What are intra- and inter-pathway loops mentioned in the title of your talk?

Our cells are geared to be very resilient and resilience means that you can deal with perturbations of the normal homeostasis in the cell. To be able to survive under very adverse conditions our cells have, during evolution, built up a number of feedback loops and cross-talk loops where if you inhibit one pathway another pathway gets reactivated so that the cell can deal with the perturbation of the pathway. That is good for cells to survive under harsh conditions but it’s bad if you want to kill a cancer cell because if you inhibit one pathway it leads automatically to activation of a secondary pathway that then precludes the inhibition of that first pathway to be effective, then you accomplish very little with inhibition of that pathway. So we need to learn which those loops are and the cross-talks between pathways to now find the effective combinations that we not only inhibit the primary pathway but also the feedback system that is reactivated when we inhibit the primary pathway. That is what I think our genetic screens are good at finding. They tell us if you inhibit this pathway the reason that that inhibition is not very effective is because there is a secondary pathway being activated and that’s why you see only limited efficacy of that pathway.

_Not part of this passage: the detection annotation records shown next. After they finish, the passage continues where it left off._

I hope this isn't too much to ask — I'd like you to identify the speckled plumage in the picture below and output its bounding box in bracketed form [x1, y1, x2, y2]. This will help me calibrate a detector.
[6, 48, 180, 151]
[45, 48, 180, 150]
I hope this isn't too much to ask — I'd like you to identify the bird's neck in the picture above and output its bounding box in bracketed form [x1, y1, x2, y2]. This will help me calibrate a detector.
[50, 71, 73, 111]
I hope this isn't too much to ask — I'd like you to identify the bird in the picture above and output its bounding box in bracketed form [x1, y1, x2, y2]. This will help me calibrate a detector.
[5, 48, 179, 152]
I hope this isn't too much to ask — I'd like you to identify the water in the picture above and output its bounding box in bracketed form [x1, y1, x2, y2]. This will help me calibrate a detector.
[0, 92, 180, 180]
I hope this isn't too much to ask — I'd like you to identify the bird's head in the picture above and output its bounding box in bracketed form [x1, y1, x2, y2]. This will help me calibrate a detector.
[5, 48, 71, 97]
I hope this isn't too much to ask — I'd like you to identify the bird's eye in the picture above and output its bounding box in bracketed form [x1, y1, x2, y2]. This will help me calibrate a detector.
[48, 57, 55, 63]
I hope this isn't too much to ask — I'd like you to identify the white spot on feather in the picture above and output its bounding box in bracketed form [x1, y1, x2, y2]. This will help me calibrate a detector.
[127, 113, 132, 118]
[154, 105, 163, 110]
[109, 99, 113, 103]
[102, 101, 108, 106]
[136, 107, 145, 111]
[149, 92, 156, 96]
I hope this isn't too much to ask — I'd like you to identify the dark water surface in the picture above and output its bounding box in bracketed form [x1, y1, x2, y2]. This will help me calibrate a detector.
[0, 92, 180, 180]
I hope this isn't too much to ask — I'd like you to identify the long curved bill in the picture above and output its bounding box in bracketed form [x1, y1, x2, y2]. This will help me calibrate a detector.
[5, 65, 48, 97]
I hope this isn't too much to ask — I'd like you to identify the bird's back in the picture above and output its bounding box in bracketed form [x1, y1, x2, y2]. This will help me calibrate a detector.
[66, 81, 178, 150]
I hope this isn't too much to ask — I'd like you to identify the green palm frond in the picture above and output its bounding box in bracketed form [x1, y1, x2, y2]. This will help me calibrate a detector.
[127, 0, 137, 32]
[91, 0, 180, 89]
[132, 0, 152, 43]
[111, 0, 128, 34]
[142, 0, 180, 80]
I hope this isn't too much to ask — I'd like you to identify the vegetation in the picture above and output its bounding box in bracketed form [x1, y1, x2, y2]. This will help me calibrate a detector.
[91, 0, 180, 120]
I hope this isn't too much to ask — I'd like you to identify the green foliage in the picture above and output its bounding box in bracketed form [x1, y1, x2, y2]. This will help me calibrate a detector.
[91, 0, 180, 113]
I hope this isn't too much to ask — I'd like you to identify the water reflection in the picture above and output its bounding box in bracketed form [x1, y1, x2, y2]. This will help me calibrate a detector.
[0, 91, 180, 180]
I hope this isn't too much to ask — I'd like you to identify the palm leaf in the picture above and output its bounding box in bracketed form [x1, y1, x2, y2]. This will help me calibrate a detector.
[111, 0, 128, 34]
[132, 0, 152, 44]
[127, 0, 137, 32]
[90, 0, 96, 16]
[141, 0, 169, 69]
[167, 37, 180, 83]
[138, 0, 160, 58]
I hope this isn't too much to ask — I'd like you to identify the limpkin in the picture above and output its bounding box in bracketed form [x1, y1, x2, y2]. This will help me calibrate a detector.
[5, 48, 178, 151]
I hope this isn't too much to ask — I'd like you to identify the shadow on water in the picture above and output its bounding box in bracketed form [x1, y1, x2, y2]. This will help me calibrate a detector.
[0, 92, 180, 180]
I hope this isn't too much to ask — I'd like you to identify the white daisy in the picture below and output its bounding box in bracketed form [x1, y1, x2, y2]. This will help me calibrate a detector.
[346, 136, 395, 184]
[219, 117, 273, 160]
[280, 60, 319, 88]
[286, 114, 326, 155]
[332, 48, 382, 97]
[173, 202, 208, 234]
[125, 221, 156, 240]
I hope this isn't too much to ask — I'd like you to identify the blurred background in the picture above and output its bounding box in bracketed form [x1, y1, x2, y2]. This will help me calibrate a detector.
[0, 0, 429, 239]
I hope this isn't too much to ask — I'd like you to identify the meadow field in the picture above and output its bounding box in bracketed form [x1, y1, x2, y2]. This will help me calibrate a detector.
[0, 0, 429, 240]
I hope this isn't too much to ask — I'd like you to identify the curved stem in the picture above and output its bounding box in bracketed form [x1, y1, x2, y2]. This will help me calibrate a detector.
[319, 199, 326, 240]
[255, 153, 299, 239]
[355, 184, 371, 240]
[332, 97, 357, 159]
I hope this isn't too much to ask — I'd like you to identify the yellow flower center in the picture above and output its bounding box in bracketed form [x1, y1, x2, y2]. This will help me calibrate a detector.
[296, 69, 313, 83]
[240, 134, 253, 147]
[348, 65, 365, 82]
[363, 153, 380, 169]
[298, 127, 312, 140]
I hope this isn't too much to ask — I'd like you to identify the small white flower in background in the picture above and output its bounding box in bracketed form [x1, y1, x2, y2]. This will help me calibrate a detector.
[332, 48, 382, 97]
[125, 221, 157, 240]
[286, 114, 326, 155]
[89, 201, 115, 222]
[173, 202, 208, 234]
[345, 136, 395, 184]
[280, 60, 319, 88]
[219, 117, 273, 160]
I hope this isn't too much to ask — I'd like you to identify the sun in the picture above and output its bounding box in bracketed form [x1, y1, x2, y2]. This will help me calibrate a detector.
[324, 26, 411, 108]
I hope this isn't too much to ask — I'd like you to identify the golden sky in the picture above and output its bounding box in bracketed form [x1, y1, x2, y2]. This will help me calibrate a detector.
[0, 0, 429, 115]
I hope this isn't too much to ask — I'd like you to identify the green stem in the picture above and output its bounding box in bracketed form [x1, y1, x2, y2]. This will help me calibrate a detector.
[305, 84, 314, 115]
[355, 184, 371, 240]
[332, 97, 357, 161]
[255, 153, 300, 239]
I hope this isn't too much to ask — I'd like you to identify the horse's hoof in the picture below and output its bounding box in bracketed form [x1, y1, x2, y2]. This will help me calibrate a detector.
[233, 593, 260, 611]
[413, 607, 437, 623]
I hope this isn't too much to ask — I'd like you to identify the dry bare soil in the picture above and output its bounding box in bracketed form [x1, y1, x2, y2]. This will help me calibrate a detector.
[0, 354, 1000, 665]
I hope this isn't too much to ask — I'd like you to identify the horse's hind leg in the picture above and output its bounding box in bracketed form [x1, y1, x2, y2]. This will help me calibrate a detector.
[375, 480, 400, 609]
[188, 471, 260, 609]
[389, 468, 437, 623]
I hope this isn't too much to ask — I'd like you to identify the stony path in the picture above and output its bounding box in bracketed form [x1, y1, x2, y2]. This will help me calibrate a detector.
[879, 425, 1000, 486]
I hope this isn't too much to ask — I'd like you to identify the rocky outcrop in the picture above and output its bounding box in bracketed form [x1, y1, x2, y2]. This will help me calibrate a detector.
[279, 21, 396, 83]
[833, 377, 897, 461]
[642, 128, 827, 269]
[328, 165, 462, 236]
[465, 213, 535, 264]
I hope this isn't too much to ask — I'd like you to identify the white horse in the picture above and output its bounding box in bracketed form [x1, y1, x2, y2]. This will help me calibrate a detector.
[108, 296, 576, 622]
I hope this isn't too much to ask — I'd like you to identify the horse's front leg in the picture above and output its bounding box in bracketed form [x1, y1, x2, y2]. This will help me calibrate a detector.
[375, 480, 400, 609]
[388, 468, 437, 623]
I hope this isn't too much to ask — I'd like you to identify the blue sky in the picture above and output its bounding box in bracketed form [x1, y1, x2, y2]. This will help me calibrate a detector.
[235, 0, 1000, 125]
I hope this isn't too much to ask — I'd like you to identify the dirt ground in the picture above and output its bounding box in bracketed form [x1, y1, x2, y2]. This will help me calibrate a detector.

There is no reason to look at colon cancer or melanoma in particular, I think these principles apply to all cancers and we are, in fact, studying in my lab now also lung cancer, breast cancer, pancreatic cancer for feedback systems. So these systems apply, these feedback loops are present in all cell systems and there is no reason that they would be selective for colon or melanoma, it’s just where we started and got some initial successes and now we’re expanding into other cancer types.

The overall take home message is that combination therapies are the answer to drug resistance, the problem is that there are so many possible combinations that we cannot test them all and that we need good tools to select the most promising combinations. You find the most promising combinations not by thinking you are smart and that you know how to combine drugs but the best way is to have an unbiased approach where you let the biology of the cancer speak to you and ask if I simply at random inactivate all the kinases one by one which one shows the strongest synergy. Often you find a gene that you least expected to be synergistic so it tells you that your knowledge of the pathways is really not sufficient to make appropriate predictions as to what are the strongest combinations. So if you think you’re smart the take home message is you’re not, biology is often far more complicated than we think and our knowledge is too limited to make educated guesses. Therefore an unbiased approach is at this point still the best way forward to find combinations.